Hmmm... a co do muzyki, tez jest chora. Moze wydawac sie "bolesnie nudna" i niepokojaca, bez jakiego kolwiek skladu i rytmu. Jej piekno jest gleboko ukryte, trzeba tylko go szukac. "Dawn of Dreams" to kolejna propozycja Mystic. Debiutancki album "Amber" zostal bardzo dobrze przyjety. Muzycznie ciekawe aranzacje z poteznym klimatem, ktory mozna porownac do doskonalosci takich jak Tiamat czy Moonspell. Warto rowniez dodac, ze grupe tworza trzy osoby, w tym Polak - Sebastian Jan. Jednoosobowy projekt Antichrisis pokazuje sie utworem "The Endless Dance" z plyty "Cantara Anachroreta". Bardzo przyjemnie sie slucha, na szczegolna uwage zasluguje piekny kobiecy sopran. Septic Flesh - "greccy bogowie" prezentuja nowy material utworem "On The Topmost Step Of The Earth". Idealna rytmika, dopracowany kazdy najdrobniejszy szczegol, potezny wokal to tylko niektore atuty. Utwor ten nie jest tak do konca wizytowka grupy, brakuje w nim kobiecego sopranu, wariacji wokalnych oraz nalecialosci muzyki klasycznej, ale daje jakies pojecie o tym co tworzy SF. Mimo tego to kawal dobrej muzyki. Orphaned Land to kapela, ktora powalila mnie od razu, znalem ja wczesniej jeszcze z plyty Sahara. Ten wieloosobowy projekt ma w sobie cos niespotykanego, jego muzyka zyje swym pieknem, miazdzy klimatem i wizjami. Wystarczy tylko posluchac "Find Yourself, Discover God", aby sie o tym przekonac. Na zakonczenie Mystic Art vol.2 uczta dla wszystkich milosnikow ponurych i melancholijnych klimatow.
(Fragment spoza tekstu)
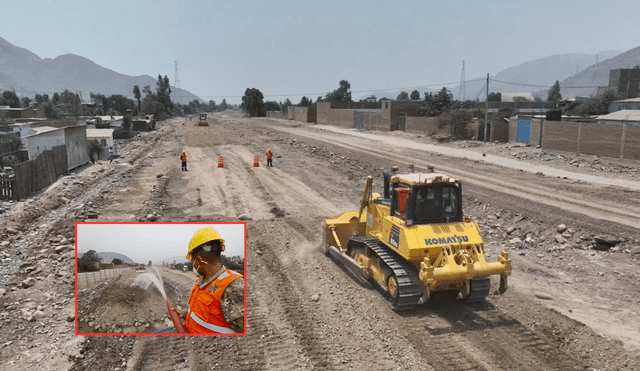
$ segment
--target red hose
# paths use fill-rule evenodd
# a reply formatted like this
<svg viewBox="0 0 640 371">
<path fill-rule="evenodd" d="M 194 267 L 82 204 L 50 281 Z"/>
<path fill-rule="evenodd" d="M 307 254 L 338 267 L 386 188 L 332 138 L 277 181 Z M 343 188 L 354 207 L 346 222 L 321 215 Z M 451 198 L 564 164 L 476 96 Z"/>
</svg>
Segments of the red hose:
<svg viewBox="0 0 640 371">
<path fill-rule="evenodd" d="M 178 334 L 187 333 L 187 330 L 184 328 L 182 321 L 180 321 L 180 316 L 178 315 L 178 312 L 176 312 L 176 308 L 174 308 L 173 305 L 171 305 L 171 303 L 169 302 L 169 299 L 167 299 L 167 309 L 169 309 L 169 316 L 171 317 L 171 321 L 173 322 L 173 325 L 176 328 L 176 332 Z"/>
</svg>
Szwedzka Arkana jest oratorium i cieplym pozegnaniem wszystkich milosnikow muzyki wielkiej i nietuzinkowej - jaka znalazla sie na tej plycie.

Na koniec spis utworow:

1. Emperor "The Loss and cruse of reverence"
2. Limbonic Art - "Darkzone Martyrium"
3. Hecate Enthroned - "The danse macabre"
4. Hades "Crusade of the underworld hordes"
5. Allegiance "Med svard i hand"
6. Bal-Sagoth "As the vortex illumines the crystalline walls of kor-avul-thaa"
7. Amber Asylum "Black waltz"
8. Summoning "Nightshade forests"
9. Chiva "Noces noir"
10. Dawn Of Dreams "Velvet sands"
11. Antichrisis "The endless dance"
12. Septic Flesh "On the topmost step of the earth"
13. Orphaned land "Find yourself, discover god"
14. Arcana "Source of light"

« Poprzednia
1
Następna »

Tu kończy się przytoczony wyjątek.